Good morning! This is the last lesson of this series of 15-20 min initial fraction explorations. I would have gone on for the duration of distance learning, but we have some measuring to do!

- We warmed up with some comparing of fractions. Using index cards, I just wrote a bunch of fractions (that he could check with the fraction strips). We flipped the cards face down and mixed them up. He would flip a card face up; I would do the same. We would compare our fractions, and whoever had the largest fraction got to keep the cards.
*Which one is bigger? How do you know?*(Example: I know 1/2 is bigger than 3/8 because 4/8 is a half.) He often had to show me with his fraction strips to explain (See here? This one is bigger.). Note that some of the fractions are equivalent, which gave us some nice places to pause and discuss who won.
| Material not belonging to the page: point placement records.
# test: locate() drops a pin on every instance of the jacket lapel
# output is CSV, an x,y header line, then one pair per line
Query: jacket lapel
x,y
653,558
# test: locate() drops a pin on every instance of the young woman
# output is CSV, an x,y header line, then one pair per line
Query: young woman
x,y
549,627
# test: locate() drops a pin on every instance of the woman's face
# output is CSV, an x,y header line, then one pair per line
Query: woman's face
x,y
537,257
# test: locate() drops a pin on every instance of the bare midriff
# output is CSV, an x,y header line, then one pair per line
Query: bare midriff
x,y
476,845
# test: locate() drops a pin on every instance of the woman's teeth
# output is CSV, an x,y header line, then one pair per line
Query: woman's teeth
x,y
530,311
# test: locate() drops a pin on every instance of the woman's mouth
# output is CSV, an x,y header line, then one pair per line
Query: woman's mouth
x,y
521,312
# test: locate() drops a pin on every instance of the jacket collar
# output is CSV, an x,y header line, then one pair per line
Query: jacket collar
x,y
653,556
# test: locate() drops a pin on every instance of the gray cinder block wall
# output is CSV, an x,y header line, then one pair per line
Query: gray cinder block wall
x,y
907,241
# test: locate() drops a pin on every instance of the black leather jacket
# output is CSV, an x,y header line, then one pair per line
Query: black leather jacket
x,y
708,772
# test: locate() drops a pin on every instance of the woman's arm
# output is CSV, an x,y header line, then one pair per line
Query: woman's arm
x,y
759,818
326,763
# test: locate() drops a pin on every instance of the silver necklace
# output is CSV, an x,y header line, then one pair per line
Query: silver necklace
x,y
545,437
I let him choose how to deal with the equivalent ones (He chose to put them back upside down and reshuffle.). See below for fraction cards for the game. - I gave him the problems below. Each one compares 1/2 to other fractions. 1/2 is considered a “benchmark fraction”. It is a great one to use for estimation and relating to the size of other fractions. We looked at each pair individually.
*Is the fraction greater than, less than, or equal to half? How do you know?*Notice the first 6 pairs start with the equivalent relationship, to push Chris into using half to reason about the very next pair of fractions with the same denominator. The last three pairs were to see if he would apply the “comparing to half” strategy. Below is a video of his thinking.

If I had another day, I would continue with this idea of comparing to half. It caused Chris to really consider how the numerator and denominator related to each other and to the fraction 1/2.